Lincoln and Jordan don't know it but they're "product," clones grown in pods from scraps of celebrity DNA to supply spare parts. Their world is a flesh farm and they're as expendable as chickens.
The film is set in 2019, but the day when we'll be asked to swallow some horror or another in the white-coated name of Science may be considerably closer. One of the script's many fathers is the front page of the paper. That alone makes it a standout among the action-movie clones.
Not that the action is an afterthought. Bay is, of course, less interested in ethics than in flying motorcycles and rotary blades whup-whup-whupping overhead.

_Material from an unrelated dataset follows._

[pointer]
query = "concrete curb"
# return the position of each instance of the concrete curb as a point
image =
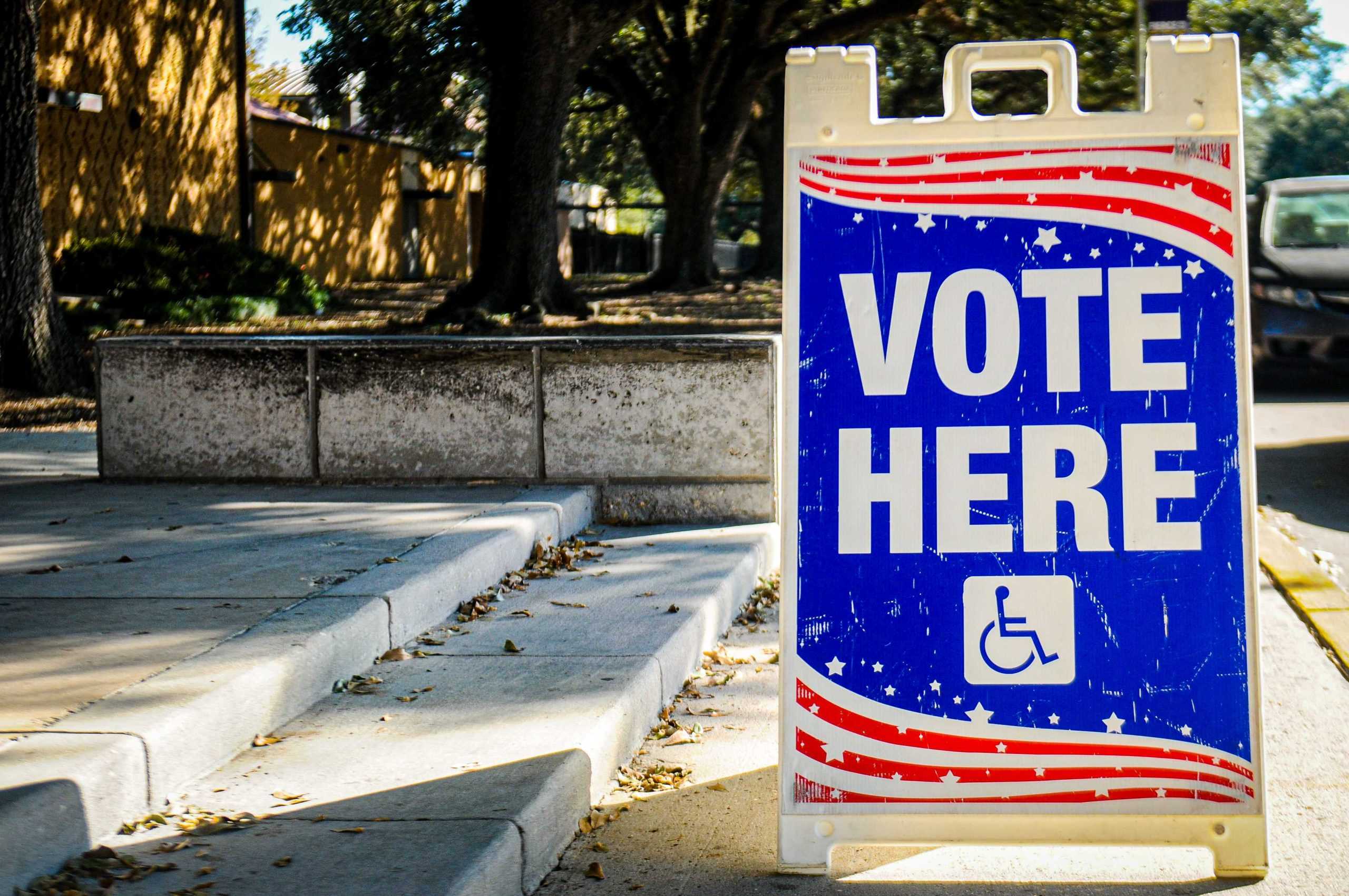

Those flying motorcycles are pretty freaking excellent, by the way, especially when they thread a network of el trains in downtown L.A. (I realize this is sci-fi, but it does stretch credulity to suggest that workable mass transit will ever come to L.A.) One chase turns into a swipe against the live-forever culture: Lincoln attacks his pursuers by unleashing a truckload of industrial spools that look like giant barbells
Aiding Lincoln and Jordan is a mensch played nicely by Steve Buscemi, who has some funny asides in a movie where the favorite remark is, if I am reading my sloppy notes correctly, "Aaaaaagh!" Or is that, "Aaaggggh"?

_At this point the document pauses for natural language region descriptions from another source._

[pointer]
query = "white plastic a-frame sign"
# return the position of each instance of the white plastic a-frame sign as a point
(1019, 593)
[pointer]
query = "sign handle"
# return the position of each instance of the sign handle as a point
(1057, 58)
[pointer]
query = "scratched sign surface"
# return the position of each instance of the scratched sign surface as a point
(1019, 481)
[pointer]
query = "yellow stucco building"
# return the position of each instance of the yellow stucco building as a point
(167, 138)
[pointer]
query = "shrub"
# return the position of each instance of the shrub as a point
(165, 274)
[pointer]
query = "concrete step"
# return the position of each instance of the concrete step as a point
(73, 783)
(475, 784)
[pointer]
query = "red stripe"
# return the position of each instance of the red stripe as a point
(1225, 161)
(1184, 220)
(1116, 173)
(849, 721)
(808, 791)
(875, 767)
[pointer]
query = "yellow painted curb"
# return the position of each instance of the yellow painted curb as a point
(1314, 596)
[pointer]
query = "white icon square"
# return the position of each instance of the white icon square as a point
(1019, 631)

Some of the plot links are spongy, but the central idea plays out with much wit. It's a masterstroke when Jordan discovers one of Scarlett Johansson's actual Calvin Klein perfume ads, reminding us that pretty starlets will be first in line when offshore cloning companies start offering to grow a backup you for $5 million. Indeed, celebrities are already twirling their batons for the march along this road.

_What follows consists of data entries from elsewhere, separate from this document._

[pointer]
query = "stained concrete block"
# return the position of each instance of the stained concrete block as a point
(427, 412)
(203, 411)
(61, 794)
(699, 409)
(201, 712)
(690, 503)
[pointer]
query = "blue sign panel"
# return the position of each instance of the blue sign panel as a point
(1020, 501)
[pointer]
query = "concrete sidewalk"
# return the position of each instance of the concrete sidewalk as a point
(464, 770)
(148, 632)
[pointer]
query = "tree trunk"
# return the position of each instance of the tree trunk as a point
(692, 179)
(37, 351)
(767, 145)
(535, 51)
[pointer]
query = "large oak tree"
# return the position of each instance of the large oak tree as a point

McGregor, pushing an American accent around as glumly as a toddler trying to hide his peas under his mashed potatoes, nevertheless gets a chance to shine late in the frenzy. After "Down With Love," "Big Fish" and his intergalactically tepid work for George Lucas, it's shocking to be reminded how brilliant Little Mac was back in the days when no magazine profile failed to call him "edgy."
i believe that he's a Scot, man: i suggest that he stop bollixing up foreign accents and wield his mother tongue with pride.